Plus Diane avance dans sa transformation plus les souvenirs de son adolescence remontent. Sa quête abrutissante d’exemplarité salariale l’avait détournée de ses racines. Au fur et à mesure que son corps change, ses préoccupations évoluent. Elle repense à ce premier amour qui libérait les lièvres pris au piège et observait les aigles royaux. Son côté animal, son expérience passée de la nature remonte. Une forme d’instinct enfoui s’éveille et devient la clef de sa libération. Cette terre natale détestée à l’adolescence est finalement celle qui l’appelle, celle vers laquelle elle revient.

J’aurais pu te dire qu’il n’y a réellement rien d’anormal sur cette ile. Sauf peut-être la solitude qui s’abat quand l’hiver ne veut plus partir. D’abord toute petite, puis du jour au lendemain, intolérable.Et le temps qui se morfond. Les insulaires doivent se terrer chez eux.

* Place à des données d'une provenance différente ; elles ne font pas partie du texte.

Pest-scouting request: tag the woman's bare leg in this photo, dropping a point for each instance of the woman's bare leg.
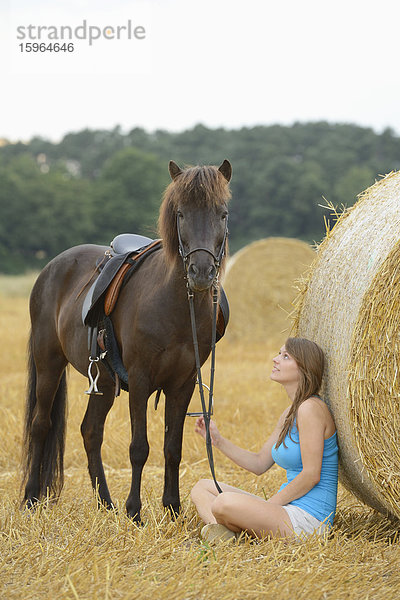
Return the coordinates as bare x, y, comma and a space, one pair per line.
204, 494
251, 514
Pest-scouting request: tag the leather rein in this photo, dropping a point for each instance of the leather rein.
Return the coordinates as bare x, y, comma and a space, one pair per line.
205, 413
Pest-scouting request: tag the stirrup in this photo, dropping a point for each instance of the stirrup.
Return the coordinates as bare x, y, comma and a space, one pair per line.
93, 389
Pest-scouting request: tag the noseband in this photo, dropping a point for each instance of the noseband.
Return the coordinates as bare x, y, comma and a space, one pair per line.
185, 255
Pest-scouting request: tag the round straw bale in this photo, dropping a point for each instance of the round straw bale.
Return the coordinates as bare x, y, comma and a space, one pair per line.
259, 282
350, 305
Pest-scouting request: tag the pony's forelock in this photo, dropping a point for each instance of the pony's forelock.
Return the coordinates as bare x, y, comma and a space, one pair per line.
202, 186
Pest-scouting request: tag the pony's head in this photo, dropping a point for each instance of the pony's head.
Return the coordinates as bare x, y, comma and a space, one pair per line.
193, 220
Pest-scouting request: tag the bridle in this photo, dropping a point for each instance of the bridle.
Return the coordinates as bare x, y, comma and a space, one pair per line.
215, 287
185, 255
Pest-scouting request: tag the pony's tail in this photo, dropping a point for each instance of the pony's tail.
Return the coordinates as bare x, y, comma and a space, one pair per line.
51, 471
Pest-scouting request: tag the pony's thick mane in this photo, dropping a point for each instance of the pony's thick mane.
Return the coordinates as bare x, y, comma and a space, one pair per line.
202, 186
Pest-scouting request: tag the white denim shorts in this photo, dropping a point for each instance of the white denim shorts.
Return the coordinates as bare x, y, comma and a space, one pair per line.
303, 523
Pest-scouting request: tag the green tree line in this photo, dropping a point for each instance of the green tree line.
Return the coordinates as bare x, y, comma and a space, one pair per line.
95, 184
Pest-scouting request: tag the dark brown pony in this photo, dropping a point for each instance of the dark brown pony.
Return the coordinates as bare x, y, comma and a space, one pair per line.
152, 326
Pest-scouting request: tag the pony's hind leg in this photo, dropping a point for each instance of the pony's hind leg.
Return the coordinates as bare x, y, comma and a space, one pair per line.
44, 435
92, 430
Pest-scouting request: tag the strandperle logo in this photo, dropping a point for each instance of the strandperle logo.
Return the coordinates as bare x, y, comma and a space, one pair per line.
89, 33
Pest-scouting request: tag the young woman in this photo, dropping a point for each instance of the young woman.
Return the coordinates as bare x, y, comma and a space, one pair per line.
303, 443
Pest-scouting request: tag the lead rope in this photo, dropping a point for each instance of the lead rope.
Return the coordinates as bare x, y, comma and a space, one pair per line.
206, 414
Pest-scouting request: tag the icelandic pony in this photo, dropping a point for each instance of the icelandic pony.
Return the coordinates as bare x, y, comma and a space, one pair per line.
152, 326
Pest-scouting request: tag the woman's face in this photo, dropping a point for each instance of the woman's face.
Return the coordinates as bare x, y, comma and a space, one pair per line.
285, 369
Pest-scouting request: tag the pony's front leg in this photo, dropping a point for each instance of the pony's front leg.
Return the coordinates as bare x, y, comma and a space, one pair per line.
139, 447
92, 430
176, 405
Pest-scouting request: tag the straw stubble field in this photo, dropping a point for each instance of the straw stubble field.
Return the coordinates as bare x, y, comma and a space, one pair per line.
72, 550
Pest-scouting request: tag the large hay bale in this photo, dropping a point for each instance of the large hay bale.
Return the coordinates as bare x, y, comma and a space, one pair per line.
350, 305
260, 285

Le sentiment d’oppression aussi qui grandit avec l’étale de la marée. L’attente qui devient insupportable. des fois on a l’impression d’être prisonnier, que le plein de l’eau ne veut plus nous quitter.

A la manière d’une parabole, le roman nous invite à penser notre société hyper productive et déshumanisée. Diane est un archétype, une figure presque magique qui pointe un dysfonctionnement. Face à cela l’autrice n’offre pas de solution ou de voie toute tracée. La forme fragmentaire du livre laisse le soin au lecteur de trouver ses propres clefs de compréhension. Le roman s’achève sur une légende, sur un sens possible à l’ensemble.

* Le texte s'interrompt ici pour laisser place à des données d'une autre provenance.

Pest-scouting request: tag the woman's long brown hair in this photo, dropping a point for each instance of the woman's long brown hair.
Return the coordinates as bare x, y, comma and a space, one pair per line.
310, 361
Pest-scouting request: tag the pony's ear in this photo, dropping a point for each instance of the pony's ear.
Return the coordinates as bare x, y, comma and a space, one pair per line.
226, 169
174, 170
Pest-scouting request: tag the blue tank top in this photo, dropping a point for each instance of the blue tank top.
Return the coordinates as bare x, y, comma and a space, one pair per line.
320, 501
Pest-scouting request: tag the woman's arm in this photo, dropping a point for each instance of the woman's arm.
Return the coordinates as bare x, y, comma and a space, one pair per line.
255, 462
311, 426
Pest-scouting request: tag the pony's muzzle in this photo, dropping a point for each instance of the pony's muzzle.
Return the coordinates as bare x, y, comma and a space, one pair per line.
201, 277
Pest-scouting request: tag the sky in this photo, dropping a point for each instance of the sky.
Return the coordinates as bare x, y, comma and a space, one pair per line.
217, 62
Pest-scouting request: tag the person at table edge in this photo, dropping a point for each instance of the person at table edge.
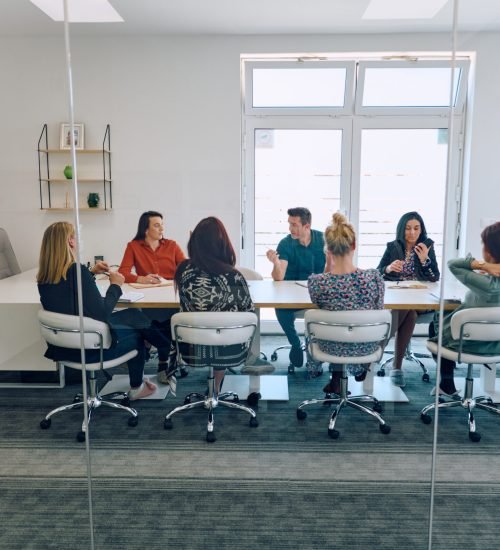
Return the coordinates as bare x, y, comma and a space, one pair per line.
153, 258
299, 254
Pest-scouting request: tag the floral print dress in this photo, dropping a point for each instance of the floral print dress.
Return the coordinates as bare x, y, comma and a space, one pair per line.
361, 289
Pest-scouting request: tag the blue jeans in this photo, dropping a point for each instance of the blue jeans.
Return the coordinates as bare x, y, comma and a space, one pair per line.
286, 319
130, 327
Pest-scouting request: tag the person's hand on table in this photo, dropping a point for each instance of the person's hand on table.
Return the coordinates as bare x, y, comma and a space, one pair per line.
490, 269
100, 267
151, 279
116, 278
396, 266
422, 252
273, 256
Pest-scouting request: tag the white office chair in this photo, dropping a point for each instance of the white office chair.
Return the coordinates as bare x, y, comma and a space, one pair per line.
8, 261
208, 339
367, 326
64, 331
474, 324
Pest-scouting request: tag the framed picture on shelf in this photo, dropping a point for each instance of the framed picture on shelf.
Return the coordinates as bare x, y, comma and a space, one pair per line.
65, 139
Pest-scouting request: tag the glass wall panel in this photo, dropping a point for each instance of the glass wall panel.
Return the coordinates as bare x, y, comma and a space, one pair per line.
467, 446
44, 492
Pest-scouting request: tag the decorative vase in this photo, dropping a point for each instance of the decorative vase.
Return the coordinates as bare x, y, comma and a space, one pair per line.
93, 200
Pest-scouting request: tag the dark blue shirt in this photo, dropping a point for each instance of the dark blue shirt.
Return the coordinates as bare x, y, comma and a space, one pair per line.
302, 260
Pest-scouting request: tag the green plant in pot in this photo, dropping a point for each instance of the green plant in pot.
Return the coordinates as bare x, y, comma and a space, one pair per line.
93, 200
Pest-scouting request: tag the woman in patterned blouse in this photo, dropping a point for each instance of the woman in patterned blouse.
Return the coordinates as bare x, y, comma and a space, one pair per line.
410, 257
343, 286
208, 281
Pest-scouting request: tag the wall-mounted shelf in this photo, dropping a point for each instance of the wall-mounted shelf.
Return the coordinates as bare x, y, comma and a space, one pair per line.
52, 160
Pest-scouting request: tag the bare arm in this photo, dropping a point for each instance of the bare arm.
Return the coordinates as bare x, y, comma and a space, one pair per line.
279, 266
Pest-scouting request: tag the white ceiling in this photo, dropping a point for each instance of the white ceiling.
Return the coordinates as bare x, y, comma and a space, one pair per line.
159, 17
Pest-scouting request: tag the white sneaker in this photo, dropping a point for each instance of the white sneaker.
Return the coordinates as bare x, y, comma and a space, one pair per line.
398, 378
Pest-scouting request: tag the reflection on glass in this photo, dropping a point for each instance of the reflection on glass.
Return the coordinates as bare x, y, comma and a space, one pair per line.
402, 170
415, 87
299, 87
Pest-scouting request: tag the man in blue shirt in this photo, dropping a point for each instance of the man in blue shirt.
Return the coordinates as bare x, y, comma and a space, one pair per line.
298, 255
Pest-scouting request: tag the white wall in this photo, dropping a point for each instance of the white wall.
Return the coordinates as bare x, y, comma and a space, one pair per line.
174, 108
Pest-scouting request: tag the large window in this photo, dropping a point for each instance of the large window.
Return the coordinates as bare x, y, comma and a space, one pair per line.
368, 137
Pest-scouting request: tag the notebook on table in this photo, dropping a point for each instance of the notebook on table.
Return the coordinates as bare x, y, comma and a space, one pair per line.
126, 297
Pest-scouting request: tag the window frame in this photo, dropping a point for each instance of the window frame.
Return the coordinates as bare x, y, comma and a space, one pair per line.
303, 64
388, 110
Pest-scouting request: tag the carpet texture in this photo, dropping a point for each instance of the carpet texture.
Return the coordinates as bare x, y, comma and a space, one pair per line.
285, 484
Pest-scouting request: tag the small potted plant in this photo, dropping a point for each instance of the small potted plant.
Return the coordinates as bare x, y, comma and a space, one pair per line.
93, 200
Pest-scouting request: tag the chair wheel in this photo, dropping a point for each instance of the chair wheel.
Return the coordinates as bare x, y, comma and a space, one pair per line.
474, 436
253, 399
426, 418
167, 424
334, 434
301, 414
133, 421
45, 423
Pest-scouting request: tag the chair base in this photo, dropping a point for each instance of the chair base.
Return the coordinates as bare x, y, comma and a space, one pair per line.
210, 401
467, 402
94, 401
346, 400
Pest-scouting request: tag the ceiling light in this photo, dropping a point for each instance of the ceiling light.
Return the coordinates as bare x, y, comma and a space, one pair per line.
80, 11
403, 9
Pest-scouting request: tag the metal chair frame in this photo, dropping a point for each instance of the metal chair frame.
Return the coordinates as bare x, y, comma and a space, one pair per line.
94, 398
468, 402
210, 400
344, 399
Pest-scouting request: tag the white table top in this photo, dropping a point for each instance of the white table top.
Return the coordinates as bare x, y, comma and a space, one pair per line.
22, 289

Le livre est court, rythmé et se lit d’une traite. On en sort un peu hagard, un peu perdu face à l’étrangeté de l’ensemble.Il fait partie de ses textes qui marquent, qui laisse une trace en nous et nous habite bien après la lecture. L’écriture est poétique, changeante et percutante. Elle s’adapte aux temps du récit et aux états d’esprit de l’héroïne. Suivant les parties le pronom employé change également, symbolisant ainsi les différents états d’esprit de Diane.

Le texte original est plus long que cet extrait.